Projeto abre caminho a empresas para estender rede de água e esgoto a 100 milhões de brasileiros até 2033 com 700 bilhões de investimento. Críticos temem prejuízo a cidades mais pobres e tarifas abusivas

Cidade no Estado de Alagoas.
Cidade no Estado de Alagoas.Marcello Casal Jr (Ag. Brasil)

A Câmara aprovou, no início do mês, o texto-base do projeto que estabelece um novo marco legal do saneamento básico no Brasil, um dos maiores gargalos do país. Até hoje, quase metade da população brasileira não possui acesso à rede de esgoto. Um dos pontos principais do projeto, que agora segue para votação no Senado em 2020, abre caminho para que iniciativa privada atue com mais força no setor e institui um regime de licitações para que os municípios escolham as empresas que irão prestar serviços de abastecimento de água, coleta e tratamento de esgoto. Acabando, assim, com o direito de preferência pelas companhias públicas estaduais de saneamento. De um lado, apoiadores do projeto defendem que essa abertura irá trazer mais eficiência, competição e investimentos, enquanto a ala da oposição teme que a mudança da regra prejudique os municípios mais pobres - que não seriam tão atrativos. Também há um temor de que as tarifas subam sem controle e que uma insegurança jurídica seja instaurada no setor.
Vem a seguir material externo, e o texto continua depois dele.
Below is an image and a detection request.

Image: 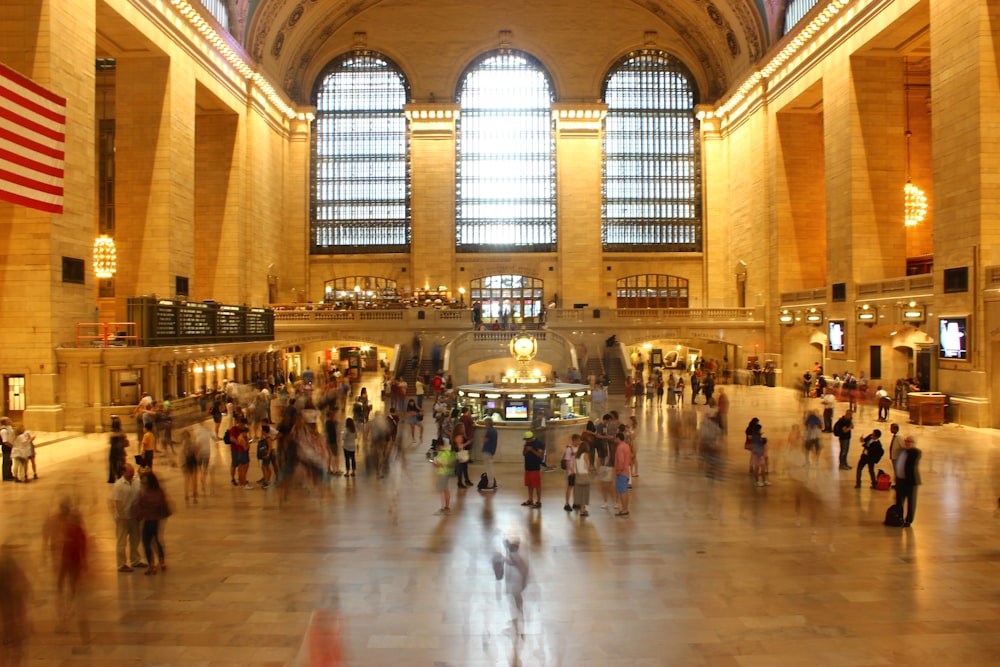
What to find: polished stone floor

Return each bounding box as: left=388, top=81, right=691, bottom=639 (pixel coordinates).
left=2, top=383, right=1000, bottom=666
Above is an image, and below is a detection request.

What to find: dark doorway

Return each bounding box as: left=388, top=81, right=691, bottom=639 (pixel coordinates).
left=869, top=345, right=881, bottom=379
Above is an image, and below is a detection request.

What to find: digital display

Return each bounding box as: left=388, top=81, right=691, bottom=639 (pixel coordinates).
left=828, top=320, right=845, bottom=353
left=939, top=317, right=968, bottom=360
left=504, top=401, right=529, bottom=420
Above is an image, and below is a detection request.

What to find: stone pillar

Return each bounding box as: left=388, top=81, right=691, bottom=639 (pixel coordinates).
left=406, top=104, right=459, bottom=295
left=553, top=103, right=606, bottom=309
left=0, top=0, right=98, bottom=430
left=194, top=112, right=241, bottom=303
left=115, top=55, right=196, bottom=312
left=930, top=0, right=1000, bottom=399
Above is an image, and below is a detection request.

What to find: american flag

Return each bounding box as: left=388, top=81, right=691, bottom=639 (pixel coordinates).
left=0, top=62, right=66, bottom=214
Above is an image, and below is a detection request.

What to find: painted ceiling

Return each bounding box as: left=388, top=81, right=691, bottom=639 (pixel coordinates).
left=228, top=1, right=795, bottom=104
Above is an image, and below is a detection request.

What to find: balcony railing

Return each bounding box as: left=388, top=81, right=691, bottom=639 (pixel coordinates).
left=273, top=305, right=762, bottom=327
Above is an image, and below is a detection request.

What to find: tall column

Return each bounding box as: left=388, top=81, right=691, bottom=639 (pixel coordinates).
left=406, top=104, right=459, bottom=295
left=553, top=104, right=606, bottom=309
left=194, top=111, right=241, bottom=303
left=115, top=55, right=196, bottom=313
left=279, top=115, right=310, bottom=302
left=930, top=0, right=1000, bottom=398
left=0, top=0, right=97, bottom=430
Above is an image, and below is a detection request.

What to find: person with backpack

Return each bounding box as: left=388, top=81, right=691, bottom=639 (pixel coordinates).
left=832, top=409, right=854, bottom=470
left=855, top=429, right=884, bottom=489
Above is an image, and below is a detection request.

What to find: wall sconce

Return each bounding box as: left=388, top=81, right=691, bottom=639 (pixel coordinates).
left=778, top=309, right=794, bottom=325
left=193, top=366, right=204, bottom=374
left=857, top=304, right=877, bottom=324
left=902, top=301, right=925, bottom=323
left=804, top=308, right=823, bottom=324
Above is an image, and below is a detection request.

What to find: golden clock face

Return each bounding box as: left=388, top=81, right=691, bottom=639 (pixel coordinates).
left=512, top=336, right=535, bottom=358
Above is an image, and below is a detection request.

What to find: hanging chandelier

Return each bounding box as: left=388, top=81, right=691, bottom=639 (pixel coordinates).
left=902, top=59, right=927, bottom=228
left=93, top=234, right=118, bottom=278
left=904, top=180, right=927, bottom=227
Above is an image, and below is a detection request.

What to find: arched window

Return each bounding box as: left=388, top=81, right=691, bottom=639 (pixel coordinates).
left=456, top=51, right=556, bottom=252
left=617, top=274, right=689, bottom=309
left=602, top=50, right=701, bottom=252
left=469, top=274, right=545, bottom=326
left=311, top=52, right=411, bottom=254
left=782, top=0, right=821, bottom=35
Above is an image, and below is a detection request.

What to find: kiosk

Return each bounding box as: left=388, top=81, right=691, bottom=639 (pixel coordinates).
left=457, top=333, right=592, bottom=464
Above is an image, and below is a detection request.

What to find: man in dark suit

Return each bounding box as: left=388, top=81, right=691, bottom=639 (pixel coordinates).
left=893, top=436, right=922, bottom=527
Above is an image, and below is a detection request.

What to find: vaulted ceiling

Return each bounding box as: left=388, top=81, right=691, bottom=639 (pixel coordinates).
left=230, top=0, right=791, bottom=105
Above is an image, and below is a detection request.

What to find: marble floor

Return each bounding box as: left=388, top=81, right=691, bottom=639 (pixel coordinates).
left=2, top=384, right=1000, bottom=666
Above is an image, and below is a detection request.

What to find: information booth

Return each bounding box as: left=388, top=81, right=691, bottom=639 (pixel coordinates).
left=457, top=382, right=592, bottom=464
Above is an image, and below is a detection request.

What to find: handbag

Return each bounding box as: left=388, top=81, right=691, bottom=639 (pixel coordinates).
left=456, top=449, right=470, bottom=463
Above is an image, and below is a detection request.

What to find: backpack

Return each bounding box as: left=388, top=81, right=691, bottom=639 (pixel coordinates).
left=875, top=470, right=891, bottom=491
left=477, top=472, right=490, bottom=490
left=256, top=439, right=269, bottom=460
left=884, top=504, right=905, bottom=527
left=223, top=429, right=231, bottom=445
left=865, top=437, right=884, bottom=463
left=833, top=419, right=846, bottom=438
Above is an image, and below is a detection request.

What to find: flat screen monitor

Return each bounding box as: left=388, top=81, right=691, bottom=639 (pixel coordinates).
left=939, top=317, right=968, bottom=360
left=504, top=401, right=529, bottom=421
left=828, top=320, right=845, bottom=353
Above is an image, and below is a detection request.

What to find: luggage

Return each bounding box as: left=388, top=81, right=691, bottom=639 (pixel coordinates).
left=884, top=504, right=905, bottom=527
left=875, top=470, right=891, bottom=491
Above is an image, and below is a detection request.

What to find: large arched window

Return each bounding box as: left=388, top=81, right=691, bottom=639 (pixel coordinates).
left=602, top=50, right=701, bottom=252
left=782, top=0, right=821, bottom=34
left=311, top=52, right=411, bottom=254
left=456, top=51, right=556, bottom=253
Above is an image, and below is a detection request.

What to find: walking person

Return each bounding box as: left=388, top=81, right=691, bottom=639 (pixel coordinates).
left=893, top=436, right=922, bottom=527
left=137, top=471, right=171, bottom=574
left=574, top=439, right=593, bottom=516
left=521, top=431, right=544, bottom=508
left=111, top=463, right=144, bottom=572
left=10, top=427, right=32, bottom=483
left=431, top=438, right=456, bottom=515
left=614, top=430, right=633, bottom=516
left=562, top=434, right=580, bottom=512
left=833, top=409, right=854, bottom=470
left=341, top=417, right=358, bottom=477
left=0, top=416, right=14, bottom=482
left=480, top=417, right=498, bottom=491
left=451, top=421, right=473, bottom=488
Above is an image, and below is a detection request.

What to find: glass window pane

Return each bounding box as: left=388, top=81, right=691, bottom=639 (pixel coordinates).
left=783, top=0, right=820, bottom=35
left=311, top=52, right=411, bottom=254
left=456, top=51, right=556, bottom=253
left=602, top=51, right=702, bottom=252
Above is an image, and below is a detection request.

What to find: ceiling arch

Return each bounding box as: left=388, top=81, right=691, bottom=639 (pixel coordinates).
left=236, top=0, right=781, bottom=105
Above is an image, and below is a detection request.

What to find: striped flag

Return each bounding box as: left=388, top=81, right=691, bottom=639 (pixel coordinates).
left=0, top=62, right=66, bottom=214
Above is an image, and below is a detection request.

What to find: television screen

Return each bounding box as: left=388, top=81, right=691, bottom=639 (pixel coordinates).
left=939, top=317, right=968, bottom=359
left=828, top=320, right=845, bottom=353
left=485, top=400, right=496, bottom=410
left=504, top=401, right=529, bottom=420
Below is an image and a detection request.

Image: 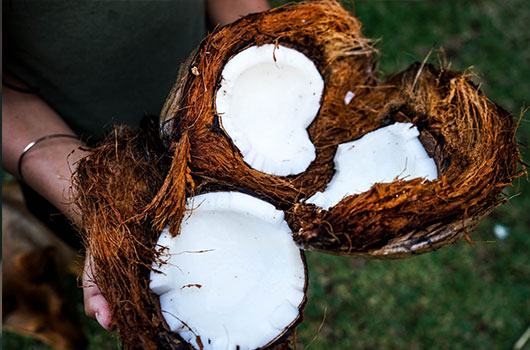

No cerne do texto também está a criação de uma nova meta de universalização de acesso ao saneamento no país, que foi estabelecida para até dezembro de 2033. Todos os novos contratos terão que ter esse objetivo no horizonte. No caso dos acordos já vigentes, os chamados “contratos de programa”, haverá a possibilidade de se adequar à nova meta até março de 2022, podendo assim renovar o contrato por mais 30 anos. O ministro da economia, Paulo Guedes, tem se mostrado um entusiasta do projeto aprovado na Câmara e acredita que o saneamento básico repetirá a ampliação de acesso pela qual passou o mercado de telefonia celular após a privatização das companhias telefônicas em 1998. Até então, o Brasil dependia somente do Estado para investir em telecomunicações e o brasileiro enfrentava filas de ano para conseguir comprar uma linha cara, apelando para o aluguel de telefones. “Ninguém tinha saneamento e agora vai ter”, declarou em uma palestra em Brasília em dezembro.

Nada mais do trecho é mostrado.